Ver a bola rolar na Copa vai exigir um bolso bem fundo — ou muita disposição para acampar. A competição está transformando o mercado imobiliário nos EUA, com proprietários triplicando tarifas e listando casas por até US$ 6.000 a diária.

Para quem tem imóvel nas cidades-sede, ganhou na loteria do turismo. Em Nova Jersey, por exemplo, é projetado um faturamento de US$ 240.000 em apenas 30 dias.

Para estimular o mercado, o próprio Airbnb distribuiu bônus de US$ 750 para novos anfitriões que entrassem na plataforma agora.

Em Princeton, o preço de uma casa de seis quartos saltou 140% em comparação ao ano passado, enquanto a previsão é que as tarifas hoteleiras subam 300% na média durante os jogos de abertura.

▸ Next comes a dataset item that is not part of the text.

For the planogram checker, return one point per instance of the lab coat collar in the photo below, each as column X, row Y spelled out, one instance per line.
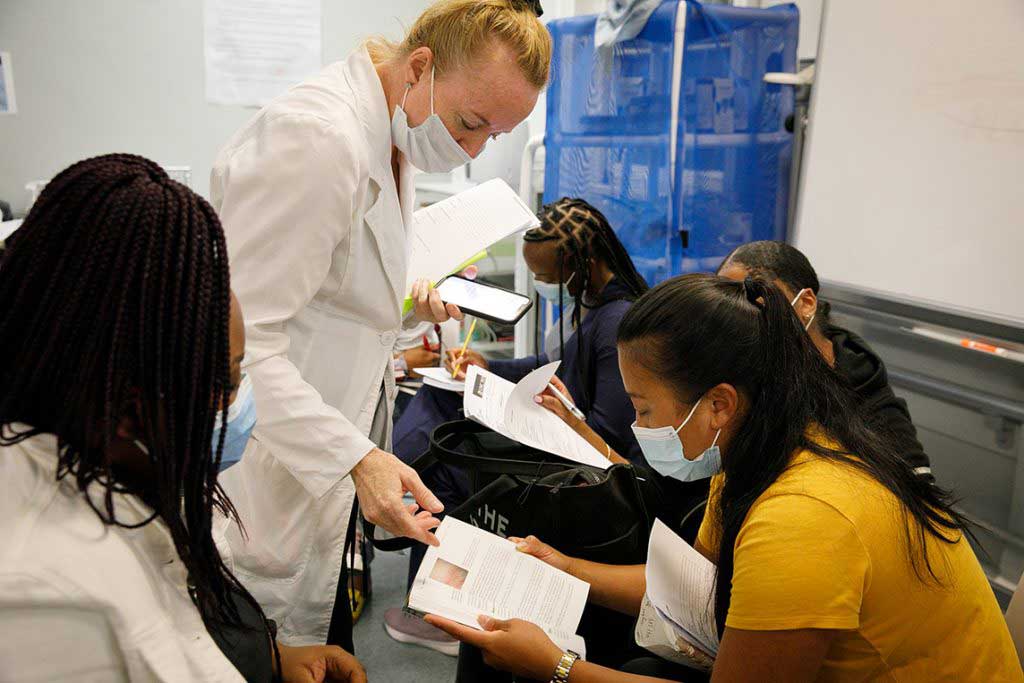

O custo dos ingressos segue o mesmo ritmo… No mercado de revenda, entradas para a final de 19 de julho começam em US$ 8.000 e podem chegar à marca impressionante de US$ 50.000.

Os valores estão forçando os fãs do esporte a improvisarem. Líderes de torcidas organizadas europeias relataram que estão colocando oito pessoas em quartos projetados para quatro e buscando abrigo em bairros periféricos, longe dos estádios principais.

Muitos viajantes desistiram dos grandes centros e estão migrando para cidades como Kansas City, Dallas e Houston, onde as buscas por hospedagem subiram 230%.